Given our recent post on the rising Syrian Kurdish quest for regional autonomy, see here, there is a serious question about the viability of a unified Syria. Probably one of the most astute observers of the dynamics in sectarian torn neighboring Syria is Pinhas Inbari in Jerusalem who writes for the World Jewish Congress. He keeps a watching brief on developments in the region. He has the requisite linguistic and cultural understanding coupled with sources among the conflict ridden neighbors of Israel on which to base his analyses. Israel's neighbors are caught up in the rise of Sunni fundamentalism, whether Muslim Brotherhood, Salafist or, more dangerously, al Qaeda with the so-called Arab Spring. Add to that mix the US reliance on a coalition of Sunni Islamist neighbors led by Turkey with support from Wahhabist Qatar and Saudi Arabia seeking to perfect an enclave in northern Syria to funnel weapons to the opposition rebel forces, including the Free Syrian Army. At some stage the US with Turkish support might establish a no-fly zone. Some observers believe that if the northern Syria no-fly zone came to pass it might complicate air route planning a possible Israeli air assault on Iran's nuclear facilities.
From a Weekend Wall Street Journal report on the Sunni opposition in and around the embattled region of Aleppo, “Kidnapping, Spats on Docket of Rebel Syria boss”, the opposition appear to have meager weapons and munitions supplies and their hands full dealing with irredentist Kurds and domestic disputes in the region.
In his latest report issued by the World Jewish Congress, “Will Syria Split”, Inbari explains the realities behind the bloody sectarian divide inside Syria posing the question of could this lead to a split of the country along ethno-religious lines, post-Assad. He presents a more realistic picture than the filings from many mainstream correspondents in the field in Syria and Turkey.
Here are Inbari’s perceptive observations:
The latest reported defection of Syrian Vice-Prime Minister Faruq al-Shara has sharpened the nature of the struggle to control Syria and crystallized the fact that there is an ongoing civil war between competing Syrian sects.
President Assad’s Alawites, who control the army and the intelligence branches – the Mukhabarat – are fighting the Sunnis, who, while being the majority, lack the means to fight the mighty Syrian army and suffer from disharmony inside their leadership and disagree about the kind of Syria they want to arise out of Assad’s ashes.
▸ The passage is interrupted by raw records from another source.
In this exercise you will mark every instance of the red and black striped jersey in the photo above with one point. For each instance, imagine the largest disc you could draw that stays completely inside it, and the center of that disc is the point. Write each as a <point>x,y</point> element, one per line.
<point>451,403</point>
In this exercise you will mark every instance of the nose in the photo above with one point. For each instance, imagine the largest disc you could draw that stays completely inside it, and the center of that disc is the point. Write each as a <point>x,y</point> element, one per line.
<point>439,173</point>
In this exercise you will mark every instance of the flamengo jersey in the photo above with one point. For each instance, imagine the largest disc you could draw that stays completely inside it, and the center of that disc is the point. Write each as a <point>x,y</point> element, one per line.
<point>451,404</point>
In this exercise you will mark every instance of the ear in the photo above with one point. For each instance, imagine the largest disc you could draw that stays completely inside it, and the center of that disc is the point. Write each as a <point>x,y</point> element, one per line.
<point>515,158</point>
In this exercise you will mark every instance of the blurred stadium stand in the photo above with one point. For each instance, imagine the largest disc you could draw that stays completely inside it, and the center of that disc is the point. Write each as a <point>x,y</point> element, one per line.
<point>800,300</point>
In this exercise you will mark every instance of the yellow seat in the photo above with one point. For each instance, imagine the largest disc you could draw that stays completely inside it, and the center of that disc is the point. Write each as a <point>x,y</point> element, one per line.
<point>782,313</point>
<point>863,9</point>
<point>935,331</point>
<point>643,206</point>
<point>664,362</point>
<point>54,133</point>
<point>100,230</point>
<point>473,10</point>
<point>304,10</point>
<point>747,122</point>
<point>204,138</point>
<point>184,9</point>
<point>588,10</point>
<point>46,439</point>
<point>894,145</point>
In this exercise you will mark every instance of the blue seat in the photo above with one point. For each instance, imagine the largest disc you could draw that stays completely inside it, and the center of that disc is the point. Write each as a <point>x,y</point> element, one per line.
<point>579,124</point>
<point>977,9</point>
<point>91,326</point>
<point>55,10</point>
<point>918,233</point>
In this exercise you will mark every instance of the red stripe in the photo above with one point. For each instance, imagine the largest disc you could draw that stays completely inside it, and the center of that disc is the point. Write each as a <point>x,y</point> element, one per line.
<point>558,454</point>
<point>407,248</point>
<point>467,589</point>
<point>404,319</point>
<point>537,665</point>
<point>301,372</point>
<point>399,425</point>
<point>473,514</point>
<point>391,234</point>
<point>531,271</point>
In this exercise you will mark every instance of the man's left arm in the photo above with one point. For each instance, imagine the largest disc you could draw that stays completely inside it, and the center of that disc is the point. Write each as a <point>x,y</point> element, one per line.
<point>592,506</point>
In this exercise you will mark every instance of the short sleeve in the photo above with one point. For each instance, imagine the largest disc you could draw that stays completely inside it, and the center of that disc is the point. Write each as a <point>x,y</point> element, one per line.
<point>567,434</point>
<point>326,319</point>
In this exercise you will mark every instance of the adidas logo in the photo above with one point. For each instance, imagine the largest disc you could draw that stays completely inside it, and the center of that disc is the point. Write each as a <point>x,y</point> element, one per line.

Al-Shara’s departure signals the end of the Alawite-ruled Baath party, since he and other senior officials who defected, as Sunnis, provided Assad’s clan legitimacy with the Sunni majority. As a result, Assad’s regime is now split along sectarian fault line
[. . .]
While it appears that the regime is fighting for Syria as a whole, some signs signal its preparation for an eventual split. The first of these signs comes from the northern Kurdish region, where the Syrian army has retreated and has allowed PKK allies to take over several cities near the Alawite region, while other areas have remained without a defined ruler altogether. This seeming yield of territory to the Kurds may serve the Alawites in the future, should they find themselves holed up in the Nusseiri Mountain and facing a vengeful Sunni majority. The Kurds will then likely remember they were granted their territory by the Alawites without any bloodshed.
However, the Kurds harbor bitter memories of the long history of persecution they suffered at the Baath Party’s hands. Furthermore, Assad does not enjoy the support of all Alawites. The silent minority of Assad’s opponents inside the Alawite community fears retribution from the Sunnis should the civil war’s tide turn against them. Once the war is over, there is no guarantee that they will stand behind Assad.
While the Kurds favor an autonomous government within federated Syria and the Alawites may be preparing to defect, other Syrian factions have their own view of the post-war situation. The Druze, for example, are alarmed by the possibility of a splintered Syria.
Unlike the Kurds, they feel safer as shy partner of lager political entity. Their long history of persecution has taught them not to stand out, not to provoke, and to blend in with the ruling nation. They have learnt to keep their own identity to themselves and avoid displaying it to the public. Hence, the idea of a separate Druze government that would emphasize their separate sectorial existence and control over specific territory may well toss them into territorial disputes with their neighbors who could prevail and lead to dramatic destruction of the Druze community.
For their part, the Arab Sunnis are intent on keeping Syria together as a centralized regime based in Damascus. Their vision has always been that of looking out rather than in, determined to control the region through the pan-Arab ideology of the Baath Party propped up by the Assad clan. The ideology dictates the unification of all Arabs in one great Arab empire that would, as a first step, encompass Lebanon, Syria, Jordan and Palestine.
Bashar al-Assad is keenly aware of the Sunnis’ pan-Arab ambitions.
Part of the strategy used in current battles aims to keep the Sunnis busy on their own turf with infrastructure restoration that would not give them the chance to proceed with an expansion plan. Assad will also not retreat from Damascus to the Nusseiri Mountains before destroying the city to a degree that would prevent it from becoming the epicenter of a future Sunni political center that could serve as a launch pad against the Alawites.